Located at 54 Prince Street, the site will open on 10 June and will be YFM Equity Partners-backed group’s seventh café in the city. It also operates a staff café within energy company Ovo’s offices in Bristol.

Griff Holland, co-founder, told MCA the site was in historic area of Bristol, “and feels like it’s the real centre of the city”. “The square is used throughout the year for various events and festivals, so it’s a great spot, and it’s also surrounded by lots of our target customers – KPMG, lots of solicitors, accountants are all based around there for example,” he said.

“We felt it was far enough away from both Victoria Street and our site in Harbourside to warrant putting a new store there,” he added.

He said while the offering will be much the same as its other cafes, its weekend menu would be more aligned with its Park Street store, with an extended breakfast and brunch menu.

“In the weekdays people are in a rush and quick service is key, but at the weekends they have got a bit more time on their hands, so we are going to expand the breakfast menu and do a larger brunch menu and we are working on some recipe ideas at the moment,” he said.

In terms of further expansion this year, Holland said Friska was “always looking for good sites”, with Bristol and Manchester still the focus. “We are really like Leeds and we have been to Glasgow and Edinburgh – we are looking for buzzy cosmopolitan cities where are quick-service food and coffee will be well received,” he said.

Holland said trading had been a bit sluggish at the beginning of the year, but that it was now picking up with the warmer weather, with iced coffees and smoothies boosting afternoon trade.

He said its new sandwich range was performing well and it would be launching a new range of summer salads soon. It has also been doing a lot of work around boosting its sustainability credentials is now selling its teak cups at cost price, as well as investigating options for using teak cutlery. “People are using it every day, so having a more sustainable approach to cutlery would be really good,” he said.

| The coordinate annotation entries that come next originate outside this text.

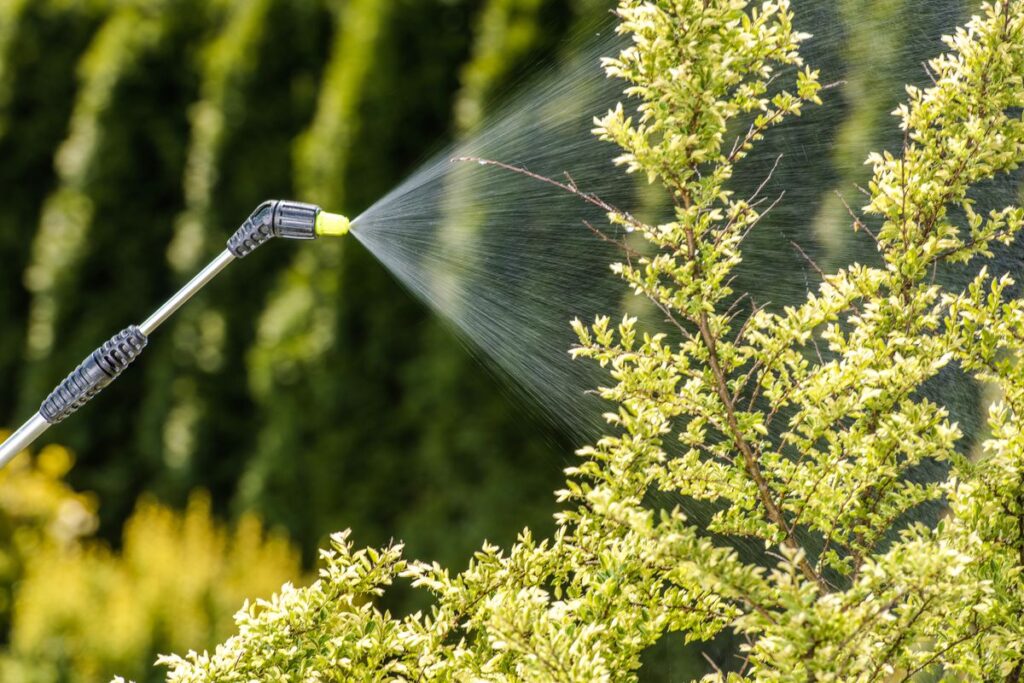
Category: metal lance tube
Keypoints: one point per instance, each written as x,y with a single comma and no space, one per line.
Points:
279,218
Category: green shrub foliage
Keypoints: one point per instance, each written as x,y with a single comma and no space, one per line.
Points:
800,424
81,611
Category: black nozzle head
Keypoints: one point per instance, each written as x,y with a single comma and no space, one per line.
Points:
276,218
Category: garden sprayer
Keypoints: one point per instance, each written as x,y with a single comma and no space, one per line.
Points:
291,220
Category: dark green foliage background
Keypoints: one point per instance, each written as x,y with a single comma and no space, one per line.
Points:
305,384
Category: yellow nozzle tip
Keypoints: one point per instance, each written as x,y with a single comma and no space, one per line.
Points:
332,224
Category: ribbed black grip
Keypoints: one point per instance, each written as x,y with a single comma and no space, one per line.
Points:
102,367
280,218
257,229
294,220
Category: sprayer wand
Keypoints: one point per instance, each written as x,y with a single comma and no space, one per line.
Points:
291,220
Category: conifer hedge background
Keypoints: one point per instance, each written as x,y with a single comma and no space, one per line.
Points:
305,385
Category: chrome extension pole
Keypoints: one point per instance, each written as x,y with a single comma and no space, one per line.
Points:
39,423
292,220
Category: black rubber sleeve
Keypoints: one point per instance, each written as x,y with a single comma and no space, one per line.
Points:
99,370
279,218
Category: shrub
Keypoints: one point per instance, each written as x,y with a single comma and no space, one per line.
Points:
801,425
82,611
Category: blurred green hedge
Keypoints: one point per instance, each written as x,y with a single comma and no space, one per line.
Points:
304,384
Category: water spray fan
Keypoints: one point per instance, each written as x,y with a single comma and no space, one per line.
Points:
279,218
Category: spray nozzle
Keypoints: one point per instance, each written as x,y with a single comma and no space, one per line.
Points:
278,218
332,224
283,218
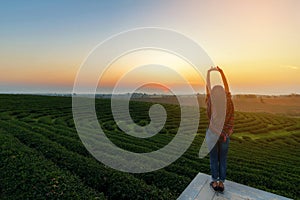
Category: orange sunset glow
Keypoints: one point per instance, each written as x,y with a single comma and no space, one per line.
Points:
256,43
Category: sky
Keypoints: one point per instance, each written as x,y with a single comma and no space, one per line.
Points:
256,43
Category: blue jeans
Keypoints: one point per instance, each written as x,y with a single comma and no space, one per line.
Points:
218,159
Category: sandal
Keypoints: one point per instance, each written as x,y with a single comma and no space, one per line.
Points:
221,187
214,185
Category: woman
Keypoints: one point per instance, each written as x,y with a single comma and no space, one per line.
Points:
218,136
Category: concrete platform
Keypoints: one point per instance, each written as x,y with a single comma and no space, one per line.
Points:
200,189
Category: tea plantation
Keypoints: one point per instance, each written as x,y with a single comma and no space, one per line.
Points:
42,157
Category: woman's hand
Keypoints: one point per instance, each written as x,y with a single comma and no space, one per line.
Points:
219,69
213,69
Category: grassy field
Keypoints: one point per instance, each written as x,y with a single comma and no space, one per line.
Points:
42,156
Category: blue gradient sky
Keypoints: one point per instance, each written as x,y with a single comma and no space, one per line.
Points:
43,43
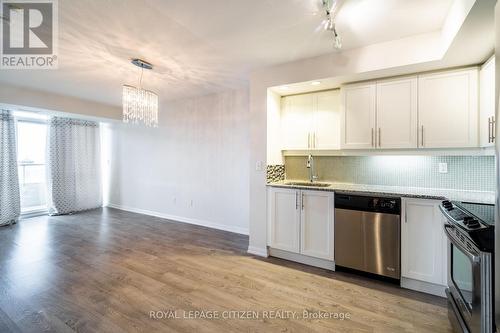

“I’m doing a lot of research into ways we can reduce our environmental impact, by introducing new products within that teak range that people can reuse,” he said. In the early days he said its green initiatives were developed off its own back, but Holland says that since the screening of programmes like the BBC’s Blue Planet customers are increasingly vocal about the use of disposable materials, specifically plastic, within QSR environments. “It’s a real challenge, I don’t think there is an easy option as everything has its pros and cons,” he added.